For small companies, the frontier in health-care cost management lies in direct contracting with doctors and hospitals. Fred Rohm, of the New Castle County Chamber of Commerce, is eager to test how well this works. Although his plans are still in the formative stage, Rohm knows what he wants: a health center staffed with salaried doctors who would provide basic services to employees and dependents of hundreds of small companies in his area. Patients would receive routine care at the center, including X-rays and laboratory tests. As necessary, the staff doctors would channel patients to outside specialists who would work for discounted fees. Hospital treatment would be paid according to a set fee schedule reflecting significant reductions from usual charges.

"I think we can sell the plan if we can price it at $60 to $75 per month per individual," says Rohm. That's about 40 percent to 50 percent less than the typical health-insurance plan. Rohm is negotiating with JSA Health Care Corp. of Columbia, Md., to set up the proposed health center. JSA is one of a handful of companies nationwide breaking into the business of setting up health centers with "company doctors" for corporate clients.

Joseph L. Falkson, JSA's director of primary health care, says the company currently runs seven similar health centers for dependents of U.S. military personnel, and those centers have succeeded in holding down costs. "We have calculated that between 1986 and 1989, we had 1 million patient visits at the centers," he says. "Our estimate is that we saved the military $40 million over what it would have spent if our patients had been purchasing typical fee-for-service medical care."

Company health centers represent just one approach for solving the health-care problems faced by American business.

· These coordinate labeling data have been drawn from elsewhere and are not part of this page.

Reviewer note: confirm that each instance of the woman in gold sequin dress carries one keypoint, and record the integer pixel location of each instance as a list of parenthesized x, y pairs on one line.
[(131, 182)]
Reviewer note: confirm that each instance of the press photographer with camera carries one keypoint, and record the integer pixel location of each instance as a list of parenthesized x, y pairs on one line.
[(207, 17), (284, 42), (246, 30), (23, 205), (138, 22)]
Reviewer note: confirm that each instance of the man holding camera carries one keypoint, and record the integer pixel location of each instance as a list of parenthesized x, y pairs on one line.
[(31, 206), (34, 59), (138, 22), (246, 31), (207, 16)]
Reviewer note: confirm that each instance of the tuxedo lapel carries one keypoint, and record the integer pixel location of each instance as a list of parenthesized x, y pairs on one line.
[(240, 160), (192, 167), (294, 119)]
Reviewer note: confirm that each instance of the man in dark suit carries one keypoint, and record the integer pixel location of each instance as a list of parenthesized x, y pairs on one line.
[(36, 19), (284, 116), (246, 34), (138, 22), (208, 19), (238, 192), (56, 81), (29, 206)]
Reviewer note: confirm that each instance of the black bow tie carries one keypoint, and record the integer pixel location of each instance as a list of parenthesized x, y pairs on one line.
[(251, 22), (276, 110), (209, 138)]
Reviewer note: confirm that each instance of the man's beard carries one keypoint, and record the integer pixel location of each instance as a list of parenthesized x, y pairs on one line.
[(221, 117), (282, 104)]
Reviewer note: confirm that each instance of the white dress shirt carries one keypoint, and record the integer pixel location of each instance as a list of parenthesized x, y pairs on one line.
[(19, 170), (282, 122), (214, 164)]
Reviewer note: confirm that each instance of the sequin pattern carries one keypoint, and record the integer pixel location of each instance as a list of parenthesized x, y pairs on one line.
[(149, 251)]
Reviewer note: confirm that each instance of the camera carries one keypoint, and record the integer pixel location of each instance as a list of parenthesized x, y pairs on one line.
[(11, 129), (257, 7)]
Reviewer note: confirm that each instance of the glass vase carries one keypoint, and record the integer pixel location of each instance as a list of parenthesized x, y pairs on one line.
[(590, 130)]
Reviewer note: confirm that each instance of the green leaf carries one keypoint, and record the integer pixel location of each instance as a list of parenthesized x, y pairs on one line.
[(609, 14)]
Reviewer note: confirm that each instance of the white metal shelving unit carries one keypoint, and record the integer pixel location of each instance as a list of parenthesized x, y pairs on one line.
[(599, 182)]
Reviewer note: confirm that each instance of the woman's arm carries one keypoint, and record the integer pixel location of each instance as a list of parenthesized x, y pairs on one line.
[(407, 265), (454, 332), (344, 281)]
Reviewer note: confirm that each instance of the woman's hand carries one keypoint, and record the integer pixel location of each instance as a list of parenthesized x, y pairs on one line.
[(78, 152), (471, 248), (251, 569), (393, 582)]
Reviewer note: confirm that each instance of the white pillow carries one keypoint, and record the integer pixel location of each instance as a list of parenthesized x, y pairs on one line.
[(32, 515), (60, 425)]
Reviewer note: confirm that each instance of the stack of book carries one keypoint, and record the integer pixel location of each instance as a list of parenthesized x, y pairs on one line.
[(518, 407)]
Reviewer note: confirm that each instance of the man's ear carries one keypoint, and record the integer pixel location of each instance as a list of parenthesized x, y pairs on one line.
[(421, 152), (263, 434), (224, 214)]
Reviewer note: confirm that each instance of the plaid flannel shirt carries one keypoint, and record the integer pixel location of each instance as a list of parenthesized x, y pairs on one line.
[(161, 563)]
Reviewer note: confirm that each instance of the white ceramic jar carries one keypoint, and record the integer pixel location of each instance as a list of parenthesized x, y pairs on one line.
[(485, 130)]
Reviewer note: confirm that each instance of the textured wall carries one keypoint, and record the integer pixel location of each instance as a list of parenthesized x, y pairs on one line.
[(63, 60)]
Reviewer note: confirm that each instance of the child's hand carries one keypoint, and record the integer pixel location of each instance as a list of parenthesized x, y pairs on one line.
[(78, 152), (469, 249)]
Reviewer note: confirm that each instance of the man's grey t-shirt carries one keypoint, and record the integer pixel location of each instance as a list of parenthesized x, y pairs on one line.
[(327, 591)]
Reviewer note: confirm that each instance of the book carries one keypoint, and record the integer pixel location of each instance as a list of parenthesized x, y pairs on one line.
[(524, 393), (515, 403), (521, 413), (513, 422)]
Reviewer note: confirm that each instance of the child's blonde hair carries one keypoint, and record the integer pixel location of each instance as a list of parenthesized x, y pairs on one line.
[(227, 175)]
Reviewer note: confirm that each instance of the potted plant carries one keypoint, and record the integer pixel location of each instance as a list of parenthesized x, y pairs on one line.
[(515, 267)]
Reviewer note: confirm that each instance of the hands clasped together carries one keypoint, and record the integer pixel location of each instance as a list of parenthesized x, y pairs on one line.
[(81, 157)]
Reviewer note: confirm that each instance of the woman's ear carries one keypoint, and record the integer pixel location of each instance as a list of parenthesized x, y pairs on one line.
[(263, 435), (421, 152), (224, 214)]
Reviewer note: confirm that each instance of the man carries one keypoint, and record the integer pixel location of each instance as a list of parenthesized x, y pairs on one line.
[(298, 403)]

Clearly, there is no one solution best for all, but there are many small ways in which individual companies, business groups, insurers, and government can chip away at the problems today while contributing to a lasting solution for the future.

Time will tell whether any of the recent innovations in health-care delivery will lead the way out of the current crisis. Hut workable solutions need to be developed sooner rather than later. The nation's employer-based health-insurance system can't take too many more years of 20 percent price increases.